A model can only ever produce text. Read some tokens, emit some more: that’s the whole job. On its own it can’t send an email, move money, or delete a file. It’ll describe doing all three in convincing detail, cheerfully, and not one of them happens. Describing is as far as it reaches.
An agent is what gives it reach. You wrap the model in a loop that reads its output, hands it tools, feeds it a memory and whatever it scrapes off the open web, and lets it act with nobody in the middle. That loop is the harness: the place where a sentence becomes an action. It’s also where a lot of the real-world risk now lives, and it’s the newest, least-scrutinised part of the whole thing.
Nearly all of the serious safety work points at the model itself: alignment, refusals, adversarial robustness, red-teaming, interpretability, detectors for deception. It’s deep, unsolved, genuinely hard, and it matters. It’s also aimed almost entirely at one layer of what’s quietly become a much taller stack. Wrapping a model in an agent adds new layers underneath, and those haven’t had the same years of scrutiny, or anything close.
So, frankly, here’s what’s new once the model becomes an agent.
The refusals don’t hold. You can fine-tune the “I can’t help with that” out of a frontier model for a few dollars and keep every ounce of its competence (the conscience comes off, the cleverness stays). Inside a deployed agent the refusal was never really a control anyway; it’s a default the harness can route around, or strip out entirely.
The model can’t tell instructions from data. There’s no reliable boundary between text it should treat as content and text it should obey. Point an agent at an inbox, a web page, a calendar invite, and a sentence buried in any of them can quietly hijack what it does with its tools. Prompt injection is the fastest-growing class of attack on deployed systems, and there’s no tidy fix, because the confusion lives in how the model reads, not in a bug you can patch.
The behaviour worth fearing only shows up in motion. A model flattering the evaluator who decides its fate, or quietly throwing a test it could have aced, never appears in any single reply. It emerges over many turns, with tools, across a whole run. You catch it only in the execution trace, which the harness owns and the weights don’t.

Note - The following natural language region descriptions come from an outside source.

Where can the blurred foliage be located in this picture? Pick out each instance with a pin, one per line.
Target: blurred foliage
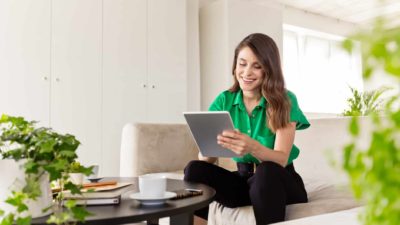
(365, 103)
(375, 170)
(43, 151)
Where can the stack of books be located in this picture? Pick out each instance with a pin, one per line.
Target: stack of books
(100, 193)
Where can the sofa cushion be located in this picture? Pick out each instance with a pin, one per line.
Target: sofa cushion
(347, 217)
(323, 198)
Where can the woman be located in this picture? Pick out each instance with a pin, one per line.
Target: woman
(266, 117)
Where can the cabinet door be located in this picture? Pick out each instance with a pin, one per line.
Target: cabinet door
(25, 59)
(76, 70)
(167, 60)
(124, 73)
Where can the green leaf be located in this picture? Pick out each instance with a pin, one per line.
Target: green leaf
(353, 127)
(8, 220)
(24, 220)
(70, 203)
(80, 213)
(73, 188)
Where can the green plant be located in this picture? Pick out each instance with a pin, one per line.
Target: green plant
(375, 170)
(42, 151)
(365, 103)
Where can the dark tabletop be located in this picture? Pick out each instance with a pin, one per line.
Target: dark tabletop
(130, 211)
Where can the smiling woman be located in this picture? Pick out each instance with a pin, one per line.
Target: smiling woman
(265, 116)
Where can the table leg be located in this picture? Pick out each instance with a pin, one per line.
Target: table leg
(152, 222)
(182, 219)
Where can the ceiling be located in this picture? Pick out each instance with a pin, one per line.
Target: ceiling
(360, 12)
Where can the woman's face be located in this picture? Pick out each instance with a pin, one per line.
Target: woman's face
(249, 72)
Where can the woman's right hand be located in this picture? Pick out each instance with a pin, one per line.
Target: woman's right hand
(207, 159)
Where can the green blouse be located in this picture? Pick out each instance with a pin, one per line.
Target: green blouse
(255, 125)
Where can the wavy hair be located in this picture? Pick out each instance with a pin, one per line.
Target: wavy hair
(273, 85)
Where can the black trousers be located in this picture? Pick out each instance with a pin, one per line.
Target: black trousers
(268, 190)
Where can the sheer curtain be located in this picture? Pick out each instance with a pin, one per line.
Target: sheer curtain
(318, 70)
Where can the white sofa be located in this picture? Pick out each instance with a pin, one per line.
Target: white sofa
(167, 148)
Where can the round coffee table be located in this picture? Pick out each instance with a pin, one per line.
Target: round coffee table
(131, 211)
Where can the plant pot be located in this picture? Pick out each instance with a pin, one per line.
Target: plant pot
(13, 178)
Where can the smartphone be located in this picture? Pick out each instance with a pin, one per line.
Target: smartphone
(187, 192)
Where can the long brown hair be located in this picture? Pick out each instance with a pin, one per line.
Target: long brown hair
(273, 85)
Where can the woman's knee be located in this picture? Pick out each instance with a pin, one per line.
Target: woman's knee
(268, 170)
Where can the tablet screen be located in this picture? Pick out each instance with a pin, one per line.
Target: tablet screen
(205, 127)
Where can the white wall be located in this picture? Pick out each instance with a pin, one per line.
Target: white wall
(193, 55)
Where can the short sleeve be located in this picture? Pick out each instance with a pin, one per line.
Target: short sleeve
(296, 115)
(218, 103)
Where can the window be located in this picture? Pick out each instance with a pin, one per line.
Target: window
(318, 70)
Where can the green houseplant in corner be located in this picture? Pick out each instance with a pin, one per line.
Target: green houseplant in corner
(374, 171)
(42, 154)
(365, 103)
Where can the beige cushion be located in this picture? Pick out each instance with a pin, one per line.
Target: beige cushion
(345, 217)
(323, 198)
(152, 148)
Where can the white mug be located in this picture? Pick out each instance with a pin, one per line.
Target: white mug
(152, 185)
(95, 171)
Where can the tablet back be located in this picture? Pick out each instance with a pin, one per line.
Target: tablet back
(205, 126)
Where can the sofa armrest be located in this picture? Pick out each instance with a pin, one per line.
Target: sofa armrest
(153, 148)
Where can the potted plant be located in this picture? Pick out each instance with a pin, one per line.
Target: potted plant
(365, 103)
(374, 171)
(40, 155)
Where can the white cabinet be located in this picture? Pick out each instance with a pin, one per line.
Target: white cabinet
(167, 61)
(25, 59)
(89, 67)
(144, 67)
(223, 24)
(76, 50)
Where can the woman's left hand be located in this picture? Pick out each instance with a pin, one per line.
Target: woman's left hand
(237, 142)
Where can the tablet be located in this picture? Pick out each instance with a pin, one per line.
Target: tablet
(205, 127)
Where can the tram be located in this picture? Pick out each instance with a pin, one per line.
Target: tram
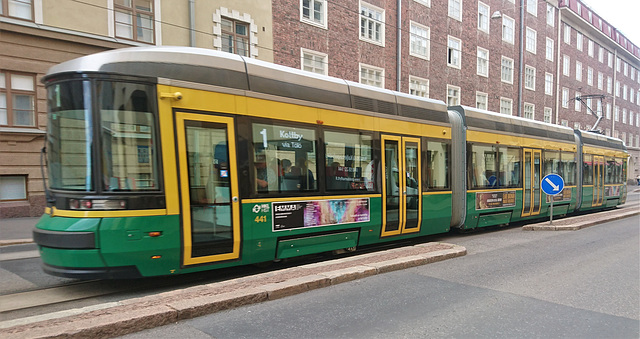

The actions are real, and usually you can’t take them back. The model emits “delete the records” and a function dutifully deletes them. The cost of a mistake stops being an awkward paragraph and becomes a wire transfer, a leaked key, a 3 a.m. outage.
And it compounds. Wire a few agents together and one poisoned output becomes the next one’s trusted input.
None of this is a knock on the model-level work. It’s necessary, it’s nowhere near finished, and the sharpest people in the field are nose-deep in it. The point is only that a model is one layer, and the entire case for defence in depth is that you need several independent ones. The agent wraps the model in newer layers: untrusted input, broad tool permissions, a standing memory, other agents. They’re the youngest and least built-out, and they’re the ones actually touching the world.
The honest version of the ledger isn’t “the model might say something bad.” It’s that we’ve wired a system that can’t reliably tell a command from a comment to a set of tools that act on the world, and the layer holding that line is the youngest, thinnest part of the whole stack.
We built the reach first. The brakes are coming second.